Japan has increased the penalty for the crime of “insulting,” which now carries a possible one year in prison and a fine of 300,000 yen (about $2,600). The statute of limitations was also extended from one year to three years. Previously, the maximum sentence was less than 30 days in prison and a fine of 10,000 JPY (US$75).
The change (opens in new tab) on the Japanese Criminal Code was approved on Monday by the ruling coalition of the Liberal Democratic Party and Komeito, supported by various smaller parties, and will come into force 20 days after approval (Thank you NHK Japan (opens in new tab)).
While this applies to both online and real-world insults, the public debate began in 2020 after the suicide of reality TV star Hana Kimura, a 22-year-old wrestler who starred in the Netflix series Terrace House. Kimura’s death sparked outrage (opens in new tab) about the online abuse and harassment she was subjected to, some of which she shared online on the day of her death, and Japanese lawmakers vowed to speed up consultations to update their laws to take account of the cyberbullying phenomenon wear.
Three men were investigated in connection with Kimura’s death. Two paid fines of 9,000 yen.
The amendment only passed after lawmakers agreed to add a provision, a three-year “sunset clause,” ordering the changes to be reconsidered. This is because there are many opponents who argue that it could be used to stifle freedom of expression and stifle criticism of powerful figures.
There’s also the age-old problem of what exactly constitutes an insult.
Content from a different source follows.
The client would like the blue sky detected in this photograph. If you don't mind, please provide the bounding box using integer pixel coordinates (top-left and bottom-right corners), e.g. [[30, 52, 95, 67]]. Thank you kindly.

Article 231 of the Japanese Criminal Code (opens in new tab) does not really define ‘insults’ and says: “Anyone who publicly insults another, even if it does not state any facts, shall be punished with imprisonment without work or with a fine.” In Japan, there is also the crime of slander, which is more severely punished.
“There has to be a guideline that differentiates what counts as an insult,” said Japanese lawyer Seiho Cho said CNN (opens in new tab). “For example, even if someone is currently calling the leader of Japan an idiot, under the revised law that might be considered an insult.”
After the change was passed, Hana Kimura’s mother said at a news conference that she pushed for the change because the existing penalties weren’t severe enough. “I wanted people to know it was a crime,” said Kyoko Kimura (opens in new tab).